Awards
- Grammy Award - 2006
- Best Large Jazz Ensemble Album
- Performance: Some Skunk Funk
- Grammy Award - 1979
- Best Jazz Fusion Performance
- Performance: 0.3541666666666667
Peter Erskine graduated from the Interlochen Arts Academy in Michigan and studied at IU under George Gaber. In 1972, he commenced his pro career playing with the Stan Kenton Orchestra. Four years later, he joined Maynard Ferguson before working with Jaco Pastorius in Weather Report and moving to Los Angeles. He recorded five albums with the band. He won his first Grammy Award with their album “8.30.” During this time in LA, he also worked with Freddie Hubbard, Joe Henderson, Chick Corea, Bobby Hutcherson, Joe Farrell, and George Cables. He then moved to New York City, where he worked for five years with such musicians as Michael Brecker, Mike Mainieri, Eddie Gomez, and Eliane Elias in Steps Ahead; John Scofield, Bill Frisell, and Marc Johnson in the legendary group Bass Desires; and the John Abercrombie Trio plus Bob Mintzer’s Big Band.

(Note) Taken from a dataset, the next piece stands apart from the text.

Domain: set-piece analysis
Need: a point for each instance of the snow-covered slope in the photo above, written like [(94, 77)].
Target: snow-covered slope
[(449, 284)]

Erskine has lived in LA since 1987 but has been travelling around the world all of that time, working with such artists as Diana Krall, Joni Mitchell, Vince Mendoza, Steely Dan, plus European musicians Jan Garbarek, Kenny Wheeler, Palle Danielsson, John Taylor, Kate Bush, Nguyen Lê, Rita Marcotulli, the Norrbotten Big Band in Sweden plus Sadao Watanabe in Japan. He won his second Grammy Award as the drummer of the WDR big band in Köln along with Michael Brecker, Randy Brecker, Vince Mendoza, and others for the Some Skunk Funk album. Films where Erskine’s drumming can be heard include Memoirs of a Geisha, all three of the Austin Powers movies, The Secret Life of Pets, plus the title music of the Steven Spielberg/John Williams collaboration, The Adventures of Tintin. He also played the jazz drumming cues on the Academy Award-winning soundtrack for La La Land and can be heard playing on the scores for Sing, Logan, and “House of Cards.”
Erskine is professor of practice and director of drumset studies at the University of Southern California’s Thornton School of Music.